Elli yaşında hala bağırıyorsun, hala olgunlaşmadıysan, hala uzlaşmadıysan, umarım sende bağırarak gidenlerden olacaksn. İçinde bir yılın istekle, yaşanmamış geleceklerle, ermişlerin ve karanlıkçıların hınzır ve terbiyesiz bulduğu bitimsiz bir başkaldırıyla, şıvgın gibi yemyeşil...
Bir başkaldırı kitabı bu. Bir özgürlük ve gerçek arayışı. Kötü niyeti, ahmaklığı, geriyi, ben gökten haber alıyorum diyeni ve daha nicelerini, ortaya çekip oradan oraya kaçıştıklarını görür gibi oluyoruz.

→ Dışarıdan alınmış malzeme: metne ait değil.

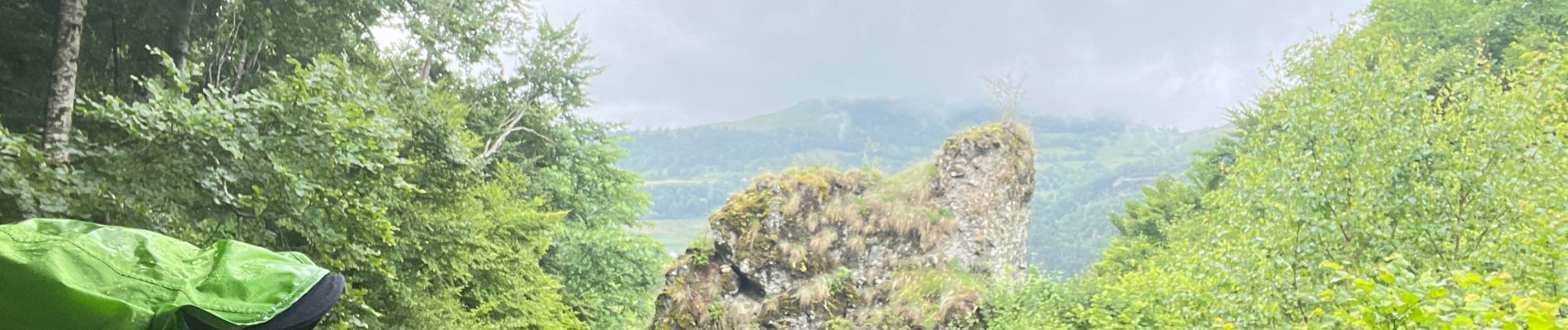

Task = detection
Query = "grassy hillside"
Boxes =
[620,98,1225,272]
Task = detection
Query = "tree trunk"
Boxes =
[168,0,196,68]
[44,0,87,166]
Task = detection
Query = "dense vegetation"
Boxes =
[621,98,1221,274]
[0,0,667,328]
[0,0,1568,328]
[993,0,1568,328]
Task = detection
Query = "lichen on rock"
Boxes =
[652,124,1033,330]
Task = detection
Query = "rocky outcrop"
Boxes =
[652,124,1033,330]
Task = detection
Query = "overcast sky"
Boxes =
[536,0,1366,128]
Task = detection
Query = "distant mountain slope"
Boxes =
[621,98,1221,272]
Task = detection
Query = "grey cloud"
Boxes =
[540,0,1366,128]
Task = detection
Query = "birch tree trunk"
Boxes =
[44,0,87,166]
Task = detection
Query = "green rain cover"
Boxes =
[0,219,328,330]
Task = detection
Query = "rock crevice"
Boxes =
[652,124,1033,330]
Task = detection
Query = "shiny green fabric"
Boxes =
[0,219,328,330]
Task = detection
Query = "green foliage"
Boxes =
[621,98,1223,274]
[541,229,669,328]
[996,2,1568,328]
[0,5,667,328]
[688,234,714,266]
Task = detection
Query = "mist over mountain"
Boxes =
[620,97,1221,272]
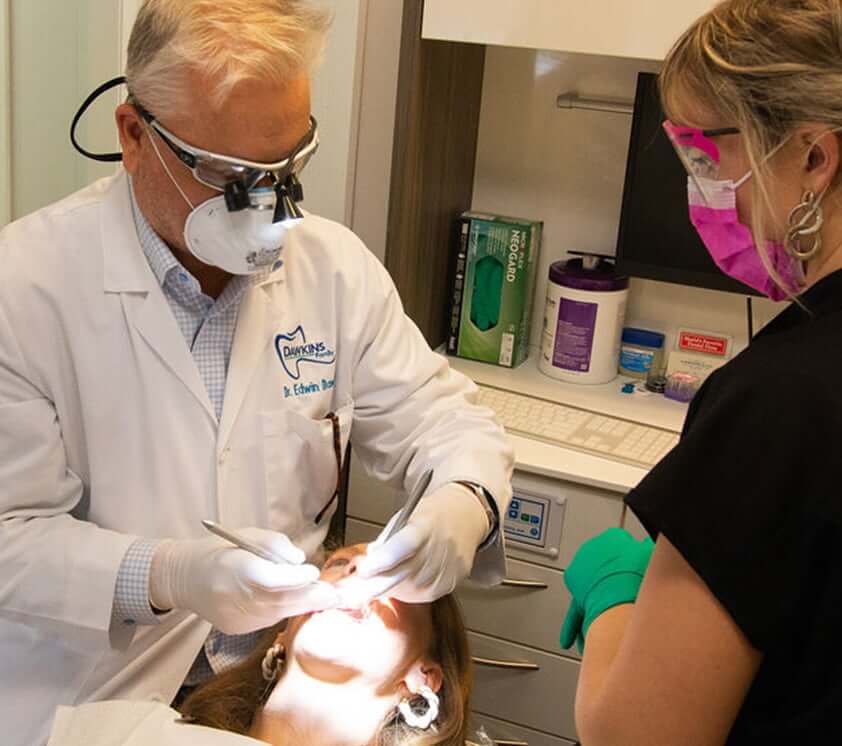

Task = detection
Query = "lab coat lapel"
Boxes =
[123,288,216,421]
[101,173,216,421]
[217,270,283,444]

Kitap, doğanın, toplumun, yaşamın ontolojik anlamını ve sırlaını yokluyor. Bu köşede tabu olan çoğu şeyi tartışmaya açıyor. İnsan, kültür, ahlak, cinsellik, Doğu ve Batı uygarlıklarının karşılaştırılması üstüne yeni ışıkalar düşürüyor. İçine bulunduğumuz karanlığın kafirce diyeceği.
Aydınlanma, bir köşe için su ekmek gibi aziz. Bu köşede din ve devlet, ışığı görmemizi engellemek için hep setler, duvarlar çeker. Yazarın bunlarla, hatta doğanın punduna getirici eğilimleriyle başı hoş değil. Özgürlük kısıtlıyıcılarının hepsiyle kavgalı. Derin bir kültür ve geniş bir bakışla girişilen bu kavga, bir şiir görünümünde. Denemeler de birer şiir.
Karanlıktan çıkışımızın tarihinde bu kitap, güçlü pırıltılardan bir olarak önemi yükler taşıyacaktır.